Skier’s Thumb: When Is it an Emergency?
Skier’s thumb is a common winter sports injury that happens when the thumb is bent backward or the ligament is torn. Most cases aren’t an emergency situation; however, if it is an open wound, seek medical care immediately, Andrew Markiewitz MD, a hand surgeon with the TriHealth Hand Surgery Specialists, explains.
How Long Can I Wait for Medical Attention?
On the other hand, when you don’t have an open injury, but are experiencing symptoms like instability, weakness or pain when you try to grip, you should have it checked by a doctor within a week. If you wait longer than two or three weeks to get your injury assessed, the injury may not be repairable and could require reconstructive surgery.
“I always tell my patients … come in, let me look at it and then I can make a quick call on what to do next,” Dr. Markiewitz says.
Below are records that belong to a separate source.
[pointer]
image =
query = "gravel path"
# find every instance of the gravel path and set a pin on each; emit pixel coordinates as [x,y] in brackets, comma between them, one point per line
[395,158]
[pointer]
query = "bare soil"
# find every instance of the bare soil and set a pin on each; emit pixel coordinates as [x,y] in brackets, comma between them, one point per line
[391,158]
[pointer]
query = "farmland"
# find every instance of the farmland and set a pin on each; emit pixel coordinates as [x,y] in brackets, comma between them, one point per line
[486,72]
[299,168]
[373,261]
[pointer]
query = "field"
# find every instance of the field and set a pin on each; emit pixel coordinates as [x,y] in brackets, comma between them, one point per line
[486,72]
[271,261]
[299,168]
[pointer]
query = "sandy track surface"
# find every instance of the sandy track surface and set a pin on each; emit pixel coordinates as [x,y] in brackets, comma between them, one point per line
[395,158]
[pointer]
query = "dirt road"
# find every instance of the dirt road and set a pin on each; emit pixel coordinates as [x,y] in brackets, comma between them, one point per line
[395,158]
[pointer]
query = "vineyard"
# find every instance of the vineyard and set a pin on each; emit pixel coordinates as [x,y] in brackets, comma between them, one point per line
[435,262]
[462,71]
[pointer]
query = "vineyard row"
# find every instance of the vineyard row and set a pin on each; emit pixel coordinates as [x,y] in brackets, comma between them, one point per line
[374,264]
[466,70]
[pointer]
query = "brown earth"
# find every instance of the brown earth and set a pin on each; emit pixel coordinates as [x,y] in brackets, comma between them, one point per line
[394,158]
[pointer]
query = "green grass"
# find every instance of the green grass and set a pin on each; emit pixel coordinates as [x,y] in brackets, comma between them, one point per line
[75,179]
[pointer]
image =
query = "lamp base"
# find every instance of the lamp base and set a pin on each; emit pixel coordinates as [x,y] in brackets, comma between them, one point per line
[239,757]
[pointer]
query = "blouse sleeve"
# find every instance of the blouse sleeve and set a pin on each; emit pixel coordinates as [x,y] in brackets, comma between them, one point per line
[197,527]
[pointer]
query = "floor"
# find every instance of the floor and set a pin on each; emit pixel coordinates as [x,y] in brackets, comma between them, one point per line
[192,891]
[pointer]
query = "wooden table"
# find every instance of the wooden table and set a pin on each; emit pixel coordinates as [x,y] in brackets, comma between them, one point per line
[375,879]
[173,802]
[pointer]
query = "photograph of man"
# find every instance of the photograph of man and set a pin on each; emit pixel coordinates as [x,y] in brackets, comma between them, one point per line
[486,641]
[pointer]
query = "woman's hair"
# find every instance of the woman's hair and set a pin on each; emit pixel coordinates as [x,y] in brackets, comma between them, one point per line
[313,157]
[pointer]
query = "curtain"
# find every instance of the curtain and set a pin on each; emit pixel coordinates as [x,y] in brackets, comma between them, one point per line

Treatment options typically include:
- Stretching exercises (mild injuries)
- A splint or cast (ligaments are partially torn)
- Surgery (ligaments are completely torn)
Dr. Markiewitz has actually had a few patients who waited decades to seek treatment, because, for the most part, the injury hasn’t caused much discomfort or problems. “If they’ve waited years and years, then they might have arthritis at that knuckle or joint,” he explains. “In this case, reconstruction is not an option and fusion is probably the better choice.”